D68.022
BillableVon Willebrand disease, type 2M
Last updated: FY2026 ICD-10-CM (Oct 1, 2025 – Sep 30, 2026) | CMS-HCC V28 (100% phase-in, PY2026)
Is D68.022 an HCC code?
Yes. D68.022 maps to Von Willebrand Disease and Other Coagulation Defects under the CMS-HCC V28 risk adjustment model (and Coagulation Defects and Other Specified Hematological Disorders under V24).
HCC Category Mapping
RAF weights shown are the community, non-dual, aged base weights from the CMS risk adjustment model file. Actual per-patient RAF contribution depends on member segment, interactions, and the model year used by the payer. V28 is the CMS-HCC model phased in over payment years 2024–2026; V24 remains in use during the transition and for historical data.
MEAT Criteria for D68.022
For D68.022 to count as a valid HCC diagnosis in a given encounter, the provider's documentation must show MEAT: Monitor, Evaluate, Assess, or Treat. A diagnosis from a prior year does not carry forward automatically — it has to be re-documented and supported each calendar year.
- MMonitor: signs, symptoms, disease progression, or lab trending documented in the note
- EEvaluate: test results, medication response, or physical findings reviewed by the provider
- AAssess: explicit mention in the assessment or plan with acknowledgment of status
- TTreat: medication, referral, procedure, therapy, or counseling tied to the diagnosis
Only one of M/E/A/T is required to support the code, but the documentation must be specific enough to show that the provider actually addressed D68.022 during that encounter — not just copy-forwarded from a problem list.
What This Code Means
D68.022 is the ICD-10-CM diagnosis code for von willebrand disease, type 2m. A bleeding disorder caused by abnormal von Willebrand factor protein (type 2M), affecting blood clotting through reduced platelet binding. D68.022 sits in the ICD-10-CM chapter for diseases of the blood and blood-forming organs and certain disorders involving the immune mechanism (d50-d89), within the section covering coagulation defects, purpura and other hemorrhagic conditions (d65-d69).
Under the CMS-HCC V28 risk adjustment model, D68.022 maps to Von Willebrand Disease and Other Coagulation Defects (HCC 112) with a community, non-dual, aged base RAF weight of 0.247. Under the older CMS-HCC V24 model, D68.022 maps to Coagulation Defects and Other Specified Hematological Disorders (HCC 48) with a community, non-dual, aged base RAF weight of 0.209. V28 is the CMS-HCC risk adjustment model that reached 100% phase-in for payment year 2026, replacing V24 which was used during the PY2024–PY2025 transition.
Confirm type 2M diagnosis is explicitly stated in documentation; this type involves defective platelet-binding function. Because D68.022 maps to a payment HCC, the provider's documentation must satisfy MEAT criteria (Monitor, Evaluate, Assess, or Treat) for the encounter to count toward the patient's Medicare Advantage risk adjustment score. When documentation is ambiguous, coders should issue a provider query rather than assume the highest-specificity variant.

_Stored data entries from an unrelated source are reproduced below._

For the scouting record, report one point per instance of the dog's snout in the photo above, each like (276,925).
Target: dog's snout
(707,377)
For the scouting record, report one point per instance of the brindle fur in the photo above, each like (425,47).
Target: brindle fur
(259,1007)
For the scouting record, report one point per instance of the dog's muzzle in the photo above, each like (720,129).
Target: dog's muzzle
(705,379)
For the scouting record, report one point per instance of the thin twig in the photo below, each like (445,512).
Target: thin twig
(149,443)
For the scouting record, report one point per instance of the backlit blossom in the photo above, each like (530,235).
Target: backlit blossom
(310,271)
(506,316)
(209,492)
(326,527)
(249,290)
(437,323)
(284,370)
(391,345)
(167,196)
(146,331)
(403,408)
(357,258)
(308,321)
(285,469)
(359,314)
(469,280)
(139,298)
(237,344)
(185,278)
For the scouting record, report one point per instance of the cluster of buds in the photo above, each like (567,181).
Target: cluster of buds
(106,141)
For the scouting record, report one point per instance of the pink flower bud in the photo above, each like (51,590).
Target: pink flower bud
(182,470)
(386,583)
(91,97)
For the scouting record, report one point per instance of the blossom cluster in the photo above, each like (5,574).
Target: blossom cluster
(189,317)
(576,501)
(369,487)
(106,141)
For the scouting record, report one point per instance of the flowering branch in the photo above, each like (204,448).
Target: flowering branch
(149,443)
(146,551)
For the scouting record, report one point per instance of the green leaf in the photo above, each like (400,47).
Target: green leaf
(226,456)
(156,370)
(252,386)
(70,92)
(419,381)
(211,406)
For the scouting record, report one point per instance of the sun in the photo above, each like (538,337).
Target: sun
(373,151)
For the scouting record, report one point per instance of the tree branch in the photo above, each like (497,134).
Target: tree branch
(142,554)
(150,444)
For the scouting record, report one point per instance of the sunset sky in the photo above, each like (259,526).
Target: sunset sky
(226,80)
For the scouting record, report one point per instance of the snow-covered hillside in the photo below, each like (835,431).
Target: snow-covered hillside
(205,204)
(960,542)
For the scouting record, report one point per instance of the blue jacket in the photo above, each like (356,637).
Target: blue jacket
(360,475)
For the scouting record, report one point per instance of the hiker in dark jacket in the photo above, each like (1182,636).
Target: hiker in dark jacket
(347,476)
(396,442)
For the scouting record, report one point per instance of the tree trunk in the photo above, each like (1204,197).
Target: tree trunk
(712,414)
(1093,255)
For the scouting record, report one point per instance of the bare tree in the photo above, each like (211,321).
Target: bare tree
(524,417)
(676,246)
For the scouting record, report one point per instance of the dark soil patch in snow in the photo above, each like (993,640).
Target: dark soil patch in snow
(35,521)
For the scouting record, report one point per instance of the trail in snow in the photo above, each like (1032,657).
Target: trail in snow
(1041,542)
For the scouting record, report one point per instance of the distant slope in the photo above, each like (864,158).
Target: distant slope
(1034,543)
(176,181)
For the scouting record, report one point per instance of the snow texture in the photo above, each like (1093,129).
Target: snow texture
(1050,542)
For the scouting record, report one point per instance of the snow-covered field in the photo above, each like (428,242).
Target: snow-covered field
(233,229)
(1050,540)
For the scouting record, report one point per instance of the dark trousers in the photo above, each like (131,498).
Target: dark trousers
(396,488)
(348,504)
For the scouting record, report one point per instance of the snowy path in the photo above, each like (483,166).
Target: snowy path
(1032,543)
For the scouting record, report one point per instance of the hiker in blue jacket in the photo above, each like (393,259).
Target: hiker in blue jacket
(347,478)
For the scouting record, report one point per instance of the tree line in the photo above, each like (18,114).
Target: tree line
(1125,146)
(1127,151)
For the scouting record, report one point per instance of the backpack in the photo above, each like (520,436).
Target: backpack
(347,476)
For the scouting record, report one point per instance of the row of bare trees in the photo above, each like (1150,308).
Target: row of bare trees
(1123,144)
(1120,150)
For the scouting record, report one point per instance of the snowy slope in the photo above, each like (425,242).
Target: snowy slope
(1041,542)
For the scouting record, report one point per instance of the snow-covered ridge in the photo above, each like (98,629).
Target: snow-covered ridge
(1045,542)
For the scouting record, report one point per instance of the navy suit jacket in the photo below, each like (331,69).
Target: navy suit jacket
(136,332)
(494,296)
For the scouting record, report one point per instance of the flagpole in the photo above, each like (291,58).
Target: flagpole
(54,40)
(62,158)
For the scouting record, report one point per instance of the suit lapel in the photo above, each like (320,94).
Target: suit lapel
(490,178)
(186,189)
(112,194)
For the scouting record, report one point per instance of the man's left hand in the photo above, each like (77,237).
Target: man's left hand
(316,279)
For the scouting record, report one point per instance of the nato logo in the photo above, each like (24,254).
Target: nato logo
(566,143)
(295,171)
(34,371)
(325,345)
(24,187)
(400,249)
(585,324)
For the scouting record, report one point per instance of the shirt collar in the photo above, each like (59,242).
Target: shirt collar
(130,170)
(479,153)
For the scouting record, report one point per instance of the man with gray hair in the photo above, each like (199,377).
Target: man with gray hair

HCC Buddy maintains structured V28 and V24 mapping, RAF weights, and MEAT documentation criteria for D68.022 sourced directly from the CMS-HCC risk adjustment model files and the CMS ICD-10-CM code set.
Coding Tips
- •Confirm type 2M diagnosis is explicitly stated in documentation; this type involves defective platelet-binding function
- •Link to relevant lab findings such as reduced ristocetin cofactor activity to justify the specific type classification
Clinical Significance
Von Willebrand disease type 2M is characterized by decreased VWF-dependent platelet adhesion with a normal VWF multimer pattern, distinguishing it from Type 2A. The qualitative defect reduces VWF's ability to bind platelets despite producing normal-sized multimers. Patients typically present with moderate mucocutaneous bleeding.
Documentation Requirements
- ✓Document VWF activity disproportionately reduced compared to VWF antigen (low activity-to-antigen ratio), normal multimer distribution on analysis, and factor VIII levels.
- ✓Record genetic mutation data if available and DDAVP response testing, as some Type 2M patients may respond to desmopressin.